Paru dans Scolaire le jeudi 11 juin 2015.

"Je veux… l’Etat chez lui et l’église chez elle", lançait Victor Hugo, en 1850, à la Chambre des députés. Cette phrase célèbre, Alain Bergounioux, inspecteur général honoraire de l’éducation nationale, l’a citée lors de son intervention, hier 10 juin, au colloque "Laïcité, intégration : l’école de la République en question ?" organisé par l’IREA, l’Institut de recherches, d’études et d’animation du SGEN-CFDT.

Chargé de retracer l’histoire de la laïcité, Alain Bergougnioux a rappelé les grandes étapes du mouvement laïc qui mèneront à la loi de 1905. Une "histoire compliquée", faite de débats virulents, d’avancées, de reculs et de crises successives. "Et une crise", souligne-t-il, "la laïcité en vit une nouvelle aujourd’hui. C’est devenu une notion un peu fourre-tout, inconnue pour beaucoup, qui a pris une tournure polémique et médiatique. La société française vit une inquiétude, une crispation face aux problèmes de l’intégration. La laïcité est un enjeu politique et donc éducatif majeur. Pour autant, ce n’est pas un mot magique qui peut résoudre tous les problèmes de la société."
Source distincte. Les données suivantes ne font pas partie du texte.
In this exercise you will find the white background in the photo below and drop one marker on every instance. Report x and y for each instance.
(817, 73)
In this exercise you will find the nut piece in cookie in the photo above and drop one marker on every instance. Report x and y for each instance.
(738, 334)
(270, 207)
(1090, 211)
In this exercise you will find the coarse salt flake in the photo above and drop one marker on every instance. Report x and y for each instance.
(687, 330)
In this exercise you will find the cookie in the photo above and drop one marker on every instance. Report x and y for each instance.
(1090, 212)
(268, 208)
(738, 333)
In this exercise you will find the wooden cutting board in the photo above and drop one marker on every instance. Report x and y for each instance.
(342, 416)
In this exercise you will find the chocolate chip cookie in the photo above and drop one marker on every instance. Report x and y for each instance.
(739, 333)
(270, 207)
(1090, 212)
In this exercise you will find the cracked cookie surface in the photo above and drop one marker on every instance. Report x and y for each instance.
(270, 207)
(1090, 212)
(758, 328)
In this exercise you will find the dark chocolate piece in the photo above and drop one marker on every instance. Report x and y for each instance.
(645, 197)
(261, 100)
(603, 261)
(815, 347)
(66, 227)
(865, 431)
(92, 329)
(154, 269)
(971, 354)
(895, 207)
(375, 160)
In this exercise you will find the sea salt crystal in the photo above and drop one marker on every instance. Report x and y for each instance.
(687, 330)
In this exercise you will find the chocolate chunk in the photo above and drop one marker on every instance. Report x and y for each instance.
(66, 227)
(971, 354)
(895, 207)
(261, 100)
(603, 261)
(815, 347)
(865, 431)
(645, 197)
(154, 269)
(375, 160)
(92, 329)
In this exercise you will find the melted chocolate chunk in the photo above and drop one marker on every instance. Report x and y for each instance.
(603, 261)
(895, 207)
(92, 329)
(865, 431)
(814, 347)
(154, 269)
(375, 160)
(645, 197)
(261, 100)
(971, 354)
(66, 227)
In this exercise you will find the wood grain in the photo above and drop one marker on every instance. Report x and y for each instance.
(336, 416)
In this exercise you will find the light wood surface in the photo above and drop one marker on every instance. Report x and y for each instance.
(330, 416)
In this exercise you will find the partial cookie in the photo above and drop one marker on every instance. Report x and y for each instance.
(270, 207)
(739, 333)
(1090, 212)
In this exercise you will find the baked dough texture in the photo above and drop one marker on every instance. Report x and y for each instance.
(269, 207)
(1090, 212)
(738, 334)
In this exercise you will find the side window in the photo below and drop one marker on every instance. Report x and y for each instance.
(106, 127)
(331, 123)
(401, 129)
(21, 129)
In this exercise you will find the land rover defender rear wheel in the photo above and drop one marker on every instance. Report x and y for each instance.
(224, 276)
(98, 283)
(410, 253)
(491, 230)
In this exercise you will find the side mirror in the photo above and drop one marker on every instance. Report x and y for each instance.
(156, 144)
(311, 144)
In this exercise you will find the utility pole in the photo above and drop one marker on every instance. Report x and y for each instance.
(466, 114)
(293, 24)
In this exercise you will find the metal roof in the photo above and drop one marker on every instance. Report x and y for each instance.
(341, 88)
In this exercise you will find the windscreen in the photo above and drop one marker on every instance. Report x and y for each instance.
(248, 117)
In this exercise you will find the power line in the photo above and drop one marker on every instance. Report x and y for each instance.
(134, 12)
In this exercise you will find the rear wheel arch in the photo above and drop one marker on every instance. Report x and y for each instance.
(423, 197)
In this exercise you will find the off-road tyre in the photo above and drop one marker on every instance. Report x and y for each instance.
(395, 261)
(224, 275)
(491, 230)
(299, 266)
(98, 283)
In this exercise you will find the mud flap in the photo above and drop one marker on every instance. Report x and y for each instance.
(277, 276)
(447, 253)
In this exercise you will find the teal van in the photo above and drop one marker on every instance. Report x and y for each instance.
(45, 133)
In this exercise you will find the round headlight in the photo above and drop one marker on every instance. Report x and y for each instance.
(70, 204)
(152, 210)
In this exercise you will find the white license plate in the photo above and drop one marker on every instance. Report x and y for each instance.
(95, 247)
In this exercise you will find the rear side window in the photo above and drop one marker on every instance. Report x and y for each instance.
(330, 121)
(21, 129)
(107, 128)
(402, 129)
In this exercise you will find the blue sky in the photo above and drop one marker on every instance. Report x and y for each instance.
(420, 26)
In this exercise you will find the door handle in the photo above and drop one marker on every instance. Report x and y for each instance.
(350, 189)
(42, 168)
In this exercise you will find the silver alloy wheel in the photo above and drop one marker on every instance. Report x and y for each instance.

Une européanisation des défis

"Nous assistons à une européanisation des défis et des moyens d’y répondre", affirme Jean-Paul Willaime, directeur d’études à l’Ecole pratique des hautes études. "Même si le mot laïcité n’a pas de traduction en anglais ou en allemand, même si la place de la religion n’est pas la même partout, les choses bougent en Europe et souvent sans affrontements." Il donne l’exemple de la Suède qui a procédé en 2000 à une "séparation" sans heurts, la "société civile et religieuse avançant au même rythme". Il remarque que "les pays européens nous reprochent souvent d’avoir une laïcité intolérante", la tendance étant plutôt "pour certains, de passer d’une logique partenariale à une logique séparative et pour les autres, de faire le chemin inverse. Ces deux logiques coexistant pacifiquement."

Martine Barthélémy, directrice de recherche à CEVIPOF/Sciences Po, a fait part d’une enquête, menée de 2003 à 2015, demandant aux Français ce que représentait pour eux la laïcité. Il apparait que "l’adhésion à la laïcité est plutôt stable, en augmentation chez les plus âgés et les plus diplômés, alors que les jeunes sont moins laïcs bien que plus diplômés". Elle constate aussi que "le lien entre laïcité et détachement religieux est élevé chez les Français de gauche âgés et fait moins sens chez les jeunes ; ce lien étant très faible à droite et à l’extrême-droite."

S’interrogeant sur l’enseignement du fait religieux à l’école, Rita Hermon-Belot, directrice d’études à l’Ecole des hautes études en sciences sociales, regrette qu’on "ne prenne pas assez en compte la pluralité des religions et les rapports entre elles. Il faut envisager laïcité et diversité religieuse dans une dynamique de résolution de conflits et aider les enseignants à se préparer à ce genre de débats."

La laïcité pour faire société

Au cours de la table ronde sur "L’école et les formes actuelles d’intégration", Maryse Esterle, maîtresse de conférences honoraire de l’université d‘Artois, est revenue sur les attentats de janvier, stigmatisant "la précipitation avec laquelle a été décidé la minute de silence". Elle souligne : "Dans un contexte de choc et de grande émotion, on a demandé à des enseignants non préparés de parler d’un journal que les élèves ne connaissaient pas pour la plupart et qu’on ne pouvait pas leur montrer… Après les refus de minute de silence, on est passé à la sanction. Et treize jours plus tard, il fallait se remobiliser pour les valeurs de la République ! On aurait pu laisser du temps au temps." Elle insiste sur "l’assignation religieuse" qui progresse dans notre société : "Dans les années 2000, on parlait d’élèves magrébins, aujourd’hui il s’est produit un glissement et ils sont devenus musulmans… Peut-on encore être arabe et athée ? A quoi reconnaît-on un élève musulman ?"

Françoise Lorcerie, directrice de recherche émérite CNRS, affirme que "certains marqueurs sont en train de bouger… On fera d’autant plus passer les valeurs de la laïcité, qu’elle sera ouverte et accueillante." Et, citant Pierre Tournemire de la Ligue de l’enseignement, elle conclut : "C’est la laïcité pour faire société".